In this case presentation, the patient had developed early fungal PVE within the 1 st month of surgery. This could be related mostly to the preexisting valvular disease or probably the contamination during heart surgery.

PVE is categorized based on the temporal relationship of infection to surgery. Early infections occur within 60 days of surgery, while late PVE after 60 days. [10] Fungal PVE can occur early or late, but is generally not seen early in the absence of preoperative fungal infection. In contrast to this case, she had presented as an early fungal PVE without any evidence of preoperative fungal infection.

Typically, AE presents with a relative paucity of peripheral signs of endocarditis. The most common clinical features are fever, major peripheral emboli, and a changing heart murmur. [11] Less commonly, patients present with focal or generalized neurologic deficits, heart failure, or dyspnea. [3]

However, this patient remained afebrile throughout her primary postsurgical period. She had presented with a short history of breathlessness and diagnosed as acute LVF secondary to a large echogenic mass 2.0 cm × 1.5 cm obstructing the prosthetic repaired mitral valve detected by a transthoracic echocardiography. Initially, the mass was thought to be a thrombus formation, despite the patient being adequately anticoagulated on warfarin with an INR of 3.28.

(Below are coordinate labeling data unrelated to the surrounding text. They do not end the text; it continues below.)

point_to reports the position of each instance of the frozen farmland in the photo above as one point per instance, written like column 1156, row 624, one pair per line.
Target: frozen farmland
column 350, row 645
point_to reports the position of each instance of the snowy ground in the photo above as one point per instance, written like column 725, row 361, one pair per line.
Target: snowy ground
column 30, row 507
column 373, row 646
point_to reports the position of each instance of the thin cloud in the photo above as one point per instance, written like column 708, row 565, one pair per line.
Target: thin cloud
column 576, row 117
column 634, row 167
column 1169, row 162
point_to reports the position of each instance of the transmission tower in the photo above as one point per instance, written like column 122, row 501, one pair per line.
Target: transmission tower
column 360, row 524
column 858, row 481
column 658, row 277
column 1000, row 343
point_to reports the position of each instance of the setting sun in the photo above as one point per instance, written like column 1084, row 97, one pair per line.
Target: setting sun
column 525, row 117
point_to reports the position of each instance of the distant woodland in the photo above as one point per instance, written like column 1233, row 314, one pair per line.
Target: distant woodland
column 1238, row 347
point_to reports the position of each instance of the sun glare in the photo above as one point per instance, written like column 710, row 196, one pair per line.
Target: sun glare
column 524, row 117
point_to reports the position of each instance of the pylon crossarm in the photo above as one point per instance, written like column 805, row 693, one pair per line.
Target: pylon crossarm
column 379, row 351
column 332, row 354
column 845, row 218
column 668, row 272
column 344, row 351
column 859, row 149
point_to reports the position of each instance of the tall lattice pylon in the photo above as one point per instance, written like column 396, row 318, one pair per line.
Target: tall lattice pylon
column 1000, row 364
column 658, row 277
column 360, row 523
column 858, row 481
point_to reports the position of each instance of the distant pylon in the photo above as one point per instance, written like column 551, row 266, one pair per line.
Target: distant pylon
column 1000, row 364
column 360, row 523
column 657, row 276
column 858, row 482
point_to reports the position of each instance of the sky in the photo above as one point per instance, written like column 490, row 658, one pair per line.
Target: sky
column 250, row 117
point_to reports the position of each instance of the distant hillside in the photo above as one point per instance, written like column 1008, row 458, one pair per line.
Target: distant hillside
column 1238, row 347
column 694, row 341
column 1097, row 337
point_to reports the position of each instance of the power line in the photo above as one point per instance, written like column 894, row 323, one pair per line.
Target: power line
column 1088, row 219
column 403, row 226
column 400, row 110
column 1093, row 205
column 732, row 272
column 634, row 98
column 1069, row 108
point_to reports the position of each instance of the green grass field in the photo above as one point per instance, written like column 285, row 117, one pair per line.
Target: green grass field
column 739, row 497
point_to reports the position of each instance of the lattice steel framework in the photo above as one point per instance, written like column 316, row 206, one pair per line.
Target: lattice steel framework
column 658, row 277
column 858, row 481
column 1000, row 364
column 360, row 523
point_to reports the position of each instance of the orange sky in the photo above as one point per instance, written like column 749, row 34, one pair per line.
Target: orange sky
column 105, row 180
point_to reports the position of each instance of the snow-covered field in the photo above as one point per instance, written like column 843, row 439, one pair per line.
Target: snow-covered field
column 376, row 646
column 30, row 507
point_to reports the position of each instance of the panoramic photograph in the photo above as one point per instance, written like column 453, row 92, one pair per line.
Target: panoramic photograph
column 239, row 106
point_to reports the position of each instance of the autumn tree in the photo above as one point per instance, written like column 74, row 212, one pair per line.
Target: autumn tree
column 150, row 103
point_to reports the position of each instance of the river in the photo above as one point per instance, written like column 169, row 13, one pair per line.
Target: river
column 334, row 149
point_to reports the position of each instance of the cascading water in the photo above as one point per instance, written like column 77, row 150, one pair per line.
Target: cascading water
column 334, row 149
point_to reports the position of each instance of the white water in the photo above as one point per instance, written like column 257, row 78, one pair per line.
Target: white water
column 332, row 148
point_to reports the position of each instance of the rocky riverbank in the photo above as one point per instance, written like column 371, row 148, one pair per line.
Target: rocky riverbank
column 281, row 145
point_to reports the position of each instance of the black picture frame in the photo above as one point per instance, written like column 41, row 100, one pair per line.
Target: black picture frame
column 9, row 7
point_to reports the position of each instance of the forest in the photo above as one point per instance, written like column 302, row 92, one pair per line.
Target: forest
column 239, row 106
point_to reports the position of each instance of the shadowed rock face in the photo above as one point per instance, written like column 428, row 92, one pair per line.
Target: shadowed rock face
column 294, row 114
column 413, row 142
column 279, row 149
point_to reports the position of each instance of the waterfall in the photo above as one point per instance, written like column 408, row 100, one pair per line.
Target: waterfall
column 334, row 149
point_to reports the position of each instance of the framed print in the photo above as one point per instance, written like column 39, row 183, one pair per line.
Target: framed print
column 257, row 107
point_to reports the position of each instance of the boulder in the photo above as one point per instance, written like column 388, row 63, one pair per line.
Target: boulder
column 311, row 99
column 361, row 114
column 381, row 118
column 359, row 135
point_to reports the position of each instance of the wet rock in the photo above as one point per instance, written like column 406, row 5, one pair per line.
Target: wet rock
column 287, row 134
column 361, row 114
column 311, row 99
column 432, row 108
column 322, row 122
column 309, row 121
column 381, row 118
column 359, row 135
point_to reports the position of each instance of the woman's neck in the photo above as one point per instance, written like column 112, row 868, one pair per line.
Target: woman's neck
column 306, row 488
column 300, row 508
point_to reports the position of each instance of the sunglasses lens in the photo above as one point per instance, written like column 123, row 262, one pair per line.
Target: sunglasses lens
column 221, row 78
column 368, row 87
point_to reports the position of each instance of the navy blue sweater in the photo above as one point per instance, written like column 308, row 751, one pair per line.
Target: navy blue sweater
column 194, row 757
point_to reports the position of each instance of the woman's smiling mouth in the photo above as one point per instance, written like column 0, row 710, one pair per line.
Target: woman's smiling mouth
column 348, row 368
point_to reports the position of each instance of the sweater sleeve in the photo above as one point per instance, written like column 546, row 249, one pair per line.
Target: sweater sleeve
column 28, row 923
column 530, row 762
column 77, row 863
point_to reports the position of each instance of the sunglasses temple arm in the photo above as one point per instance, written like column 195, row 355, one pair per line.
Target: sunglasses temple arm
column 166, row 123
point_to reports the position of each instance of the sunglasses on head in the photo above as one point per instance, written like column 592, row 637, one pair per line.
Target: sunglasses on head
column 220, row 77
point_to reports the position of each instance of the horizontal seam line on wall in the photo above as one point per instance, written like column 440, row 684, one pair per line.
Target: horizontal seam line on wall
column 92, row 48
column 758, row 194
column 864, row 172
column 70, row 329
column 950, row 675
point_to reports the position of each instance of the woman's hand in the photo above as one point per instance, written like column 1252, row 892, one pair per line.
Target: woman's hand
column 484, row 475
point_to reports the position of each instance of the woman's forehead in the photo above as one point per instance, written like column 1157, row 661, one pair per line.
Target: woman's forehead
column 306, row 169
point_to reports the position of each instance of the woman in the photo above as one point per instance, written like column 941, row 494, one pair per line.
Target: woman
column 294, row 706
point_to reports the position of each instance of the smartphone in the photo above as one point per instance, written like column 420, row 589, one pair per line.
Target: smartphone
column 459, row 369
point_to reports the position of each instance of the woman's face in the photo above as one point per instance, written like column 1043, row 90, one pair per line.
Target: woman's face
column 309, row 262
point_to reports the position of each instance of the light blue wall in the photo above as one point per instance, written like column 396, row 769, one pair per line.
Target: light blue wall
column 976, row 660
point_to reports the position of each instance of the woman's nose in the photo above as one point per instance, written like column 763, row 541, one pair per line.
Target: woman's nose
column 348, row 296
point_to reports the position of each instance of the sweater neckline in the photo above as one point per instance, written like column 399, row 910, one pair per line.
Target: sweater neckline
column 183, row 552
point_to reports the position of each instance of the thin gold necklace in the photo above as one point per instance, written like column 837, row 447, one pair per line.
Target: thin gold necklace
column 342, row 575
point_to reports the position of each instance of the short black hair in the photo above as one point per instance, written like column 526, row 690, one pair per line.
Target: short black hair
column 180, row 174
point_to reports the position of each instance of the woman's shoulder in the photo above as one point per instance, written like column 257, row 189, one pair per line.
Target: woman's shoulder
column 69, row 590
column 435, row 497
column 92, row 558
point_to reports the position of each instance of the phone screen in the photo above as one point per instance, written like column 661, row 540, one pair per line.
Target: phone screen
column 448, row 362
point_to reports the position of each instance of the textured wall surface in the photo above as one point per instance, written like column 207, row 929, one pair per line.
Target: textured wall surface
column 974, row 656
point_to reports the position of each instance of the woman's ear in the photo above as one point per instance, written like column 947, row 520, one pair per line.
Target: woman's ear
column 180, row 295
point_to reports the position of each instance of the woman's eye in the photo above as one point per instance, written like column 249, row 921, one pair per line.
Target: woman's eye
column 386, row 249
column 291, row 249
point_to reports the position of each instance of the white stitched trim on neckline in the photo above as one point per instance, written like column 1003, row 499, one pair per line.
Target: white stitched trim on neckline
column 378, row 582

Faced with rapid clinical deterioration of this patient and based on the repeated echocardiography revealing development of severe mitral regurgitation, she was taken for emergency mitral valve replacement. Surgery not only provided therapy for the management of PVE but also provided tissue valve samples for definitive diagnosis through tissue cultures and histopathology.

Surgery was the adjunctive tool of definite diagnosis as valve tissue samples were sent for culture and histopathology and has had therapeutic role in the management of PVE. The confirmed diagnosis relies on the evidence from the tissue culture.

Surgery as an adjunct to the medical treatment of AE is recommended in all cases with radical debridement of necrotic tissue and valve replacement using biomaterials (bioprosthesis or homografts). [12]


In conclusion, AE is a rare clinical entity related usually to a device or prosthesis. A high index of suspicion should be considered in patients with recent cardiothoracic surgery who presented early with acute heart failure. Echocardiographic assessment of suspected AE is critical. Early administration of appropriate antifungal treatment and prompt surgical intervention should improve the prognosis, which remains dismal.